Back home we were met with skepticism.
“Don’t you think it was just a trick of the light?” asked Sarah.
“Or the breeze rustling the trees,” said Camille.
“There’s no way…There was no wind… We both saw it…”
But as the minutes passed, and jokes were made, and Leila and Camille left, the immediacy of it faded and I began to question whether I’d actually seen what I had been so certain about earlier. Had it been the shadows from the trees? Had the lamp flickered at just that moment? Had Leila and I whipped ourselves and each other into the same heightened state and were both seeing something that wasn’t actually there?
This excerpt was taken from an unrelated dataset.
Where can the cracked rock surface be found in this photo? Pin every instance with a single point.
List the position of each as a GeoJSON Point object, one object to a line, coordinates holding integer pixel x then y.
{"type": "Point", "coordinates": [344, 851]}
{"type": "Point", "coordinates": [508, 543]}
While Sarah put Annabelle to bed, I lay in our bed atop the covers convincing myself that it had been those things. My logical brain fought for control. It was so like me to get spooked like this. How silly.
But then Sarah came into the bedroom with a strange and distant look on her face.
I sat up. “Is everything okay?”
She nodded at first, but then sat down on the bed and shook her head. “Annabelle kept going on and on about her friends at the park. I said, Leila and Riley and Dada? But she said, no Mama, the four big kids. So I said, the ones who live around the corner? And she said, no Mama, not them, not the urchins, the ones who live in the big old house on the hill.”